La Commission européenne souhaite que les objectifs climatiques et environnementaux de la stratégie « de la ferme à la table » du Pacte vert soient mis en œuvre par les pays de l'UE au moyen de plans stratégiques nationaux (PSN). C’est ce qui ressort des « recommandations » présentées la semaine dernière par le commissaire à l'Agriculture Janusz Wojciechowski pour les 27 pays de l'UE.
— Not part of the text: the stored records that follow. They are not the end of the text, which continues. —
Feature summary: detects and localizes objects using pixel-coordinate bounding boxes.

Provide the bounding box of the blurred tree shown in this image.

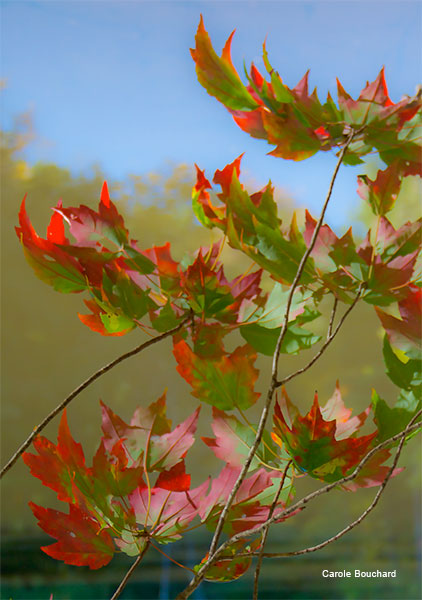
[1,115,417,568]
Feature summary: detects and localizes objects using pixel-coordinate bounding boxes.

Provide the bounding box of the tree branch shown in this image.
[110,540,149,600]
[177,418,422,600]
[253,460,292,600]
[212,409,422,561]
[177,130,355,600]
[248,415,417,558]
[327,296,338,341]
[0,317,190,479]
[276,283,365,387]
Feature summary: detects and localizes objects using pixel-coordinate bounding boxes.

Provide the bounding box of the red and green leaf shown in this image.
[29,502,116,569]
[173,340,260,410]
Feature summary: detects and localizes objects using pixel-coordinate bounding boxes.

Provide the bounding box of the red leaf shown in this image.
[273,388,377,482]
[375,285,422,358]
[22,409,91,502]
[155,460,191,492]
[173,340,260,410]
[129,480,209,544]
[29,502,115,569]
[341,450,404,492]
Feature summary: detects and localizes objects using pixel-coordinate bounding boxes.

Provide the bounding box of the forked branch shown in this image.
[110,541,149,600]
[0,316,190,479]
[178,131,358,600]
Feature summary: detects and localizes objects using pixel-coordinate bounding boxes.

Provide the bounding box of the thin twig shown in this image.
[110,540,149,600]
[212,409,422,562]
[247,415,417,558]
[0,317,190,479]
[183,420,422,580]
[327,296,338,342]
[276,283,365,387]
[253,460,292,600]
[177,130,358,600]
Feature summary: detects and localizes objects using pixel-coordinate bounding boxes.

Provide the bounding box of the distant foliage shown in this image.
[9,19,422,598]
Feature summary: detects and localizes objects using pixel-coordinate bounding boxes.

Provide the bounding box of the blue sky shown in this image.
[1,0,422,226]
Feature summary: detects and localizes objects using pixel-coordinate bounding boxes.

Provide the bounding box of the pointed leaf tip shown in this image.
[101,181,110,208]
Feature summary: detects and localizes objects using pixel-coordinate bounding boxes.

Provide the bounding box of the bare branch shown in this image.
[177,130,356,600]
[110,540,149,600]
[212,409,422,562]
[0,317,190,479]
[181,409,422,584]
[248,415,417,560]
[253,460,292,600]
[276,284,365,387]
[327,297,338,341]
Sur la base des objectifs F2F, la Commission a élaboré des « recommandations » pour la réforme de la politique agricole commune (PAC). Bien que les objectifs de réduction du Pacte vert ne fassent pas partie de la réforme agricole annoncée, les pays de l'UE doivent toutefois en tenir compte dans leurs plans stratégiques nationaux.
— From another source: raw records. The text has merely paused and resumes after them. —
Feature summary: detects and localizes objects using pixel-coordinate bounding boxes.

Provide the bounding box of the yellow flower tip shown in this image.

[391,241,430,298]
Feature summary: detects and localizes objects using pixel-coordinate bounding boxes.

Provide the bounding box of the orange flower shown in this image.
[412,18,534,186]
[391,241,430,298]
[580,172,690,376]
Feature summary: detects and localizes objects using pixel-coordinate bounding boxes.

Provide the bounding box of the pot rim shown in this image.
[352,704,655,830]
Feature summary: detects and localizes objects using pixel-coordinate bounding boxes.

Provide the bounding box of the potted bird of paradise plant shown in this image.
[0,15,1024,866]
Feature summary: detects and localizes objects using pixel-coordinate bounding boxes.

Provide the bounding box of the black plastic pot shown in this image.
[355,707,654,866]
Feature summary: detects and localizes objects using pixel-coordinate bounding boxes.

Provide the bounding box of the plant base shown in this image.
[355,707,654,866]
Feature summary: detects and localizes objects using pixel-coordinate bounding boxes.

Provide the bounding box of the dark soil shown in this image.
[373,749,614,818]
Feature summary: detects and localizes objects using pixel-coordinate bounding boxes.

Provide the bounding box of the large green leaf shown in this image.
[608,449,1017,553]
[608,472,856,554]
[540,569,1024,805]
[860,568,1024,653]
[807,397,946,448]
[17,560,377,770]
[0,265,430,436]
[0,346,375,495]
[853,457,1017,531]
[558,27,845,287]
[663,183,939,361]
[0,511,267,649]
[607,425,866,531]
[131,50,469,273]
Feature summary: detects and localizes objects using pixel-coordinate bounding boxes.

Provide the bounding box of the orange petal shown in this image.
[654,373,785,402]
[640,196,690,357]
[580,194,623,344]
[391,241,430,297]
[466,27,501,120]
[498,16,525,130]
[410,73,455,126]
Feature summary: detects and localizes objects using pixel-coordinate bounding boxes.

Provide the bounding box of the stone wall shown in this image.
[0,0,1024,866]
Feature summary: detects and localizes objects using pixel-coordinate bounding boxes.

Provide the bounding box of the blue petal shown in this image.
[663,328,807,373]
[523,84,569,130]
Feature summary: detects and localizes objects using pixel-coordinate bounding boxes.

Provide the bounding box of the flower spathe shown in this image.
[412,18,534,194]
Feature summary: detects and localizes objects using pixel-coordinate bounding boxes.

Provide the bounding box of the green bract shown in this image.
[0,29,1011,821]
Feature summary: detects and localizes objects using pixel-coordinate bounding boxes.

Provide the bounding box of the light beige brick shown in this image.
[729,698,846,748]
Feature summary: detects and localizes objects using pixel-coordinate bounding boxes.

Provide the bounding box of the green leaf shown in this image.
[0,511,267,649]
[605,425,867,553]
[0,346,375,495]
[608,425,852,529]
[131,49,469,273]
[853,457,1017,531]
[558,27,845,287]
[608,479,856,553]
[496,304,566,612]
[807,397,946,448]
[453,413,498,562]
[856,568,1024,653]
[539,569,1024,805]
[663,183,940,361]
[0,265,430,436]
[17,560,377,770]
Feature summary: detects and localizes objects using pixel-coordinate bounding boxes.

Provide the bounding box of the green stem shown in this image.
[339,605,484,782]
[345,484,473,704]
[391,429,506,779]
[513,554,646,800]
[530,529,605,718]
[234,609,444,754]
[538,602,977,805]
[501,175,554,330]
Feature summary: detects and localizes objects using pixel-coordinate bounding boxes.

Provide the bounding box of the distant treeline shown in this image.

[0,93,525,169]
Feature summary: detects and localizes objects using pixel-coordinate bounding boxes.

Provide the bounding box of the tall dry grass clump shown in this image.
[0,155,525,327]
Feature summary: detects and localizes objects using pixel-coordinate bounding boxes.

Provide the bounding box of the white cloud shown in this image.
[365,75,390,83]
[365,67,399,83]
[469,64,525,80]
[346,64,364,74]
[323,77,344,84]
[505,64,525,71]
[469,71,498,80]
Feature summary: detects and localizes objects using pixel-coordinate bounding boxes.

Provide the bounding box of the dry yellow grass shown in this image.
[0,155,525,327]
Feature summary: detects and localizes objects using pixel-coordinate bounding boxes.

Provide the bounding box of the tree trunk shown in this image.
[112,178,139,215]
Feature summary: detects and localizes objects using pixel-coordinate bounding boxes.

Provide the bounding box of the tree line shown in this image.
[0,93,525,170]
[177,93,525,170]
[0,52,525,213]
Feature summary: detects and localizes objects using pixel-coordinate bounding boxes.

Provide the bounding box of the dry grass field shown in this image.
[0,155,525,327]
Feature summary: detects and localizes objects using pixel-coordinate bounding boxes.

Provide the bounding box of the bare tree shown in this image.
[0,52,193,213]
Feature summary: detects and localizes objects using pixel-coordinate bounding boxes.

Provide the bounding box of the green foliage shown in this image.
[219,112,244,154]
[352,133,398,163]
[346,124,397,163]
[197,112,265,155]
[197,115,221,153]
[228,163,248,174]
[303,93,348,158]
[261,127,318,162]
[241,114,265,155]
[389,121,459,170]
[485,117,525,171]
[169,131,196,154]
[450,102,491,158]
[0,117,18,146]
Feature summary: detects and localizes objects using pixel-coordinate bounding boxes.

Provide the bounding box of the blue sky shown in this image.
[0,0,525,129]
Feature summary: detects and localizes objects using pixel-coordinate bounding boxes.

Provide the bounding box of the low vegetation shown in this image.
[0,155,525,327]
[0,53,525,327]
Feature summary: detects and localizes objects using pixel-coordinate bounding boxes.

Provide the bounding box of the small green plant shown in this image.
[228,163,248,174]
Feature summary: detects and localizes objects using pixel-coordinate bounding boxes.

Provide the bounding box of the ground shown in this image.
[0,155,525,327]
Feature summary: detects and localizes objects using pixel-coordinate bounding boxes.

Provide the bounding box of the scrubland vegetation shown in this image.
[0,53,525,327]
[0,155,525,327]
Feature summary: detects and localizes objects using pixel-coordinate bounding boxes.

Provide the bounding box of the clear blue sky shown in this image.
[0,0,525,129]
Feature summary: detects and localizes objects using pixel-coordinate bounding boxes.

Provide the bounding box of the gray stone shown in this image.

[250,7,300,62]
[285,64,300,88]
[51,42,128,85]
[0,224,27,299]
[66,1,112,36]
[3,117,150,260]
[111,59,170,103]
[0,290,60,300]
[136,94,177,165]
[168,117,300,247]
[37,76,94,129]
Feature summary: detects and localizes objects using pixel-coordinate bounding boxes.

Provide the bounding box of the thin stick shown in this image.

Cela signifie que les pays de l'UE doivent, dans un délai de dix ans, réduire de moitié l'utilisation et le risque liés aux pesticides chimiques et aux antibiotiques. De plus, l’utilisation d’engrais doit être réduite de 20 %, et l’agriculture biologique doit être étendue à 25 % de la superficie agricole.
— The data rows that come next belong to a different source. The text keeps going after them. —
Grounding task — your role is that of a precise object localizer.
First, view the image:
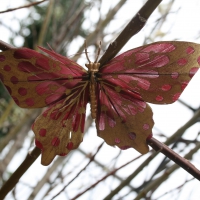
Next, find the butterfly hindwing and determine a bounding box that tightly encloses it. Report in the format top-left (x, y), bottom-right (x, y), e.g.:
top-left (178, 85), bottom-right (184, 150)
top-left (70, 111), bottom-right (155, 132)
top-left (32, 83), bottom-right (89, 165)
top-left (96, 81), bottom-right (154, 154)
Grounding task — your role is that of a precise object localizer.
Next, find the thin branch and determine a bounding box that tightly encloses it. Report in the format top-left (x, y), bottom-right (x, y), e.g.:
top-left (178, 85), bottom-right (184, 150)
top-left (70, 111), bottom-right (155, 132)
top-left (71, 155), bottom-right (142, 200)
top-left (0, 147), bottom-right (41, 199)
top-left (147, 137), bottom-right (200, 181)
top-left (98, 0), bottom-right (162, 67)
top-left (0, 0), bottom-right (47, 14)
top-left (134, 142), bottom-right (200, 200)
top-left (35, 0), bottom-right (54, 49)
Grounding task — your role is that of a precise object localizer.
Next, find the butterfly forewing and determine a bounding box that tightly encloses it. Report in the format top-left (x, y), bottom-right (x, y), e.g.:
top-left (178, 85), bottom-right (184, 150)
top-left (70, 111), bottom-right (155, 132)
top-left (99, 41), bottom-right (200, 104)
top-left (0, 48), bottom-right (87, 108)
top-left (0, 42), bottom-right (200, 165)
top-left (97, 42), bottom-right (200, 153)
top-left (0, 48), bottom-right (89, 165)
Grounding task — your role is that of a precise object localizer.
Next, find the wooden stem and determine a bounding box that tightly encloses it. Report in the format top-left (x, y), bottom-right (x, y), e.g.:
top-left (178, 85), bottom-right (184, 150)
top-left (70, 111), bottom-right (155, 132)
top-left (98, 0), bottom-right (162, 67)
top-left (0, 147), bottom-right (41, 199)
top-left (147, 137), bottom-right (200, 181)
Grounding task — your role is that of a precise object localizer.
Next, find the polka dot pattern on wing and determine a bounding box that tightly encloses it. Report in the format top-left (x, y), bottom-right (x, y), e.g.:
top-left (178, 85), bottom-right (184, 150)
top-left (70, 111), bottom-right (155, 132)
top-left (18, 88), bottom-right (27, 96)
top-left (161, 84), bottom-right (172, 91)
top-left (25, 98), bottom-right (35, 106)
top-left (39, 128), bottom-right (47, 137)
top-left (189, 67), bottom-right (199, 78)
top-left (51, 137), bottom-right (60, 147)
top-left (181, 81), bottom-right (189, 90)
top-left (156, 95), bottom-right (163, 102)
top-left (172, 93), bottom-right (181, 101)
top-left (128, 132), bottom-right (136, 140)
top-left (177, 58), bottom-right (188, 66)
top-left (35, 140), bottom-right (43, 150)
top-left (66, 142), bottom-right (74, 150)
top-left (186, 46), bottom-right (194, 54)
top-left (171, 72), bottom-right (179, 79)
top-left (5, 85), bottom-right (12, 94)
top-left (10, 76), bottom-right (19, 84)
top-left (143, 124), bottom-right (149, 131)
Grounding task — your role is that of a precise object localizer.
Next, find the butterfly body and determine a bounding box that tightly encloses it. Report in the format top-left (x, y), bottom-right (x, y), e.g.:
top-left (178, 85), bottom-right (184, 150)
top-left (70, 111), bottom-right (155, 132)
top-left (85, 62), bottom-right (100, 119)
top-left (0, 41), bottom-right (200, 165)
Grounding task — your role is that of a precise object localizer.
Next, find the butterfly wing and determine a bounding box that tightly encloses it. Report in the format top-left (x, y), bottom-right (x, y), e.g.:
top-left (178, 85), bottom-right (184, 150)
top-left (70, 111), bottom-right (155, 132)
top-left (0, 48), bottom-right (87, 108)
top-left (32, 83), bottom-right (89, 165)
top-left (96, 81), bottom-right (154, 154)
top-left (96, 42), bottom-right (200, 153)
top-left (0, 48), bottom-right (89, 165)
top-left (100, 41), bottom-right (200, 104)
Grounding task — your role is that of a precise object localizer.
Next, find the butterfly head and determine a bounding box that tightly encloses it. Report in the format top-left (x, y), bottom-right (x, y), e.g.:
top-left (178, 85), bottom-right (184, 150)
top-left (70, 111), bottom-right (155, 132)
top-left (85, 41), bottom-right (101, 73)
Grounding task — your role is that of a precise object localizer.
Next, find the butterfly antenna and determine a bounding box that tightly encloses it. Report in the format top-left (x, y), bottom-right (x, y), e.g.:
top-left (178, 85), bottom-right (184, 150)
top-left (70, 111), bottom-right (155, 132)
top-left (94, 41), bottom-right (101, 63)
top-left (85, 40), bottom-right (91, 63)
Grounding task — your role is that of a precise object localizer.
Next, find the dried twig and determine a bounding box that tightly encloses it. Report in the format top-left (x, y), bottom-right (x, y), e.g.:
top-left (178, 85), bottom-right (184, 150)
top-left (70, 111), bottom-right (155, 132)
top-left (147, 137), bottom-right (200, 181)
top-left (0, 147), bottom-right (41, 199)
top-left (0, 0), bottom-right (47, 14)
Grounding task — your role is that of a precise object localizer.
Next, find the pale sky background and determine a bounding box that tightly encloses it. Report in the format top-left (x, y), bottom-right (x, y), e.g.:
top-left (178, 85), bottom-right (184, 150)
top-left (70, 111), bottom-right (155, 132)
top-left (0, 0), bottom-right (200, 200)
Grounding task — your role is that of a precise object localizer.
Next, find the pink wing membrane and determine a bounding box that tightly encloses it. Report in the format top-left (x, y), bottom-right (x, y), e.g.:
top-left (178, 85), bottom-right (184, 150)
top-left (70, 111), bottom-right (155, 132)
top-left (99, 41), bottom-right (200, 104)
top-left (0, 48), bottom-right (87, 108)
top-left (32, 84), bottom-right (89, 165)
top-left (96, 81), bottom-right (154, 153)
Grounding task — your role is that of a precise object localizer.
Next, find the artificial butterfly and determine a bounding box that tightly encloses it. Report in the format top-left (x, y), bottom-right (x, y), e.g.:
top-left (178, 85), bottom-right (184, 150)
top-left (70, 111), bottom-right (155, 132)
top-left (0, 41), bottom-right (200, 165)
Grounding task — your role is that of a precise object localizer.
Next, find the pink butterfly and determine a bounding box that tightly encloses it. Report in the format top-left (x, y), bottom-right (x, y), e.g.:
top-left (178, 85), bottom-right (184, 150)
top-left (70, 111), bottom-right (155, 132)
top-left (0, 41), bottom-right (200, 165)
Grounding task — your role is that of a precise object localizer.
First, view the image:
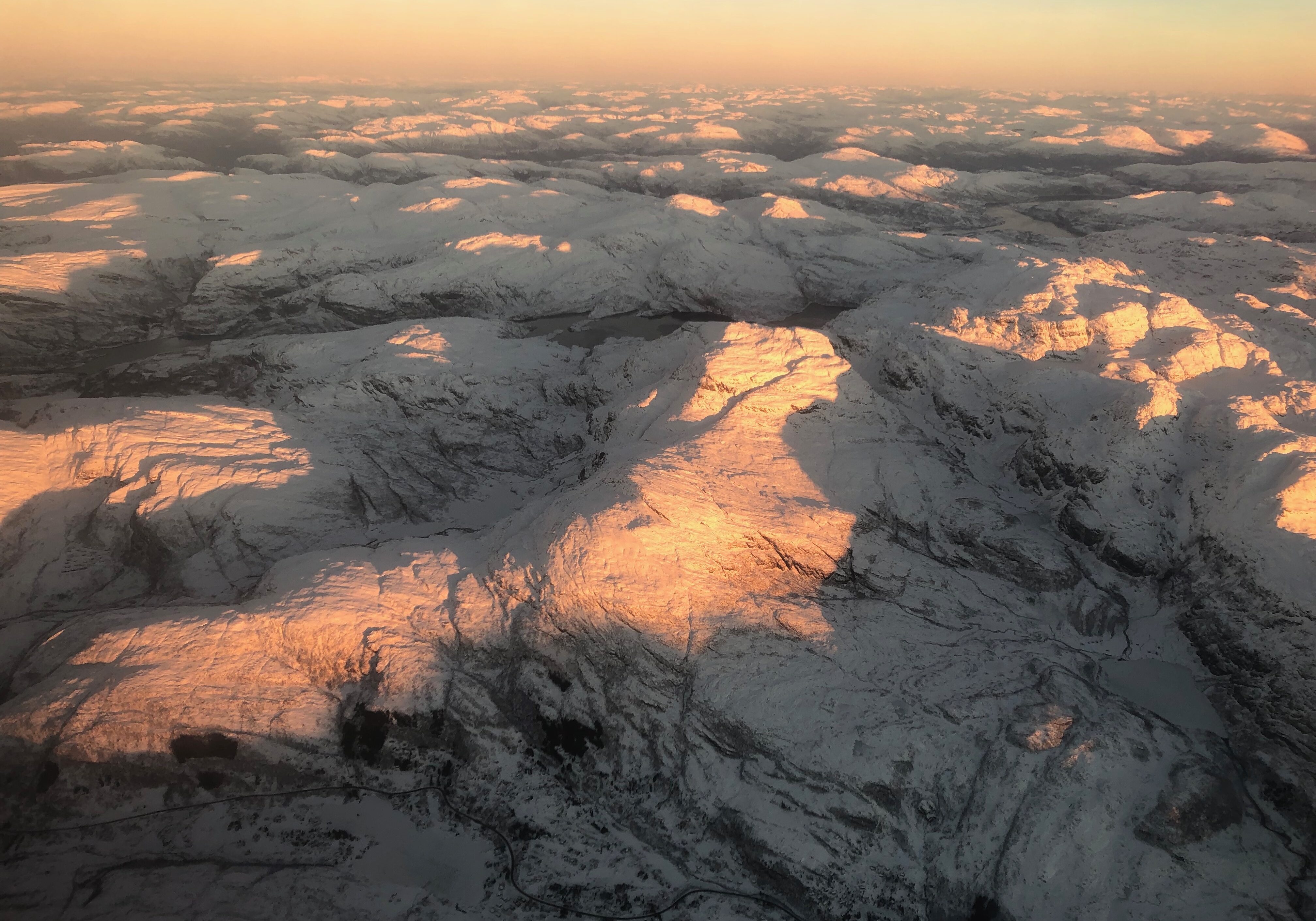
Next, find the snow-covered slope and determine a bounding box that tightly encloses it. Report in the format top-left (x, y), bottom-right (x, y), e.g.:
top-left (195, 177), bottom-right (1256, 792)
top-left (8, 79), bottom-right (1316, 921)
Bien que le commissaire Wojciechowski ait auparavant annoncé qu’il proposerait 15 recommandations par pays, il n'en présente pas (encore ?) de cibles concrètes ou de performances mesurables. Jusqu’à présent, la Commission a seulement élaboré un aperçu chiffré de la moyenne de l'UE pour six critères d’évaluation. Il est au mieux possible d’en déduire indirectement dans quels domaines la Commission attend des progrès de chaque pays de l’UE.
Les six indicateurs de risque utilisés dans cet aperçu moyen sont l’utilisation d’antibiotiques dans l’élevage, le bilan azoté par hectare, la pollution de l'eau souterraine par les nitrates, la réduction des émissions de gaz à effet de serre, la quantité de fumier agricole et la conservation et la restauration des tourbières et zones humides.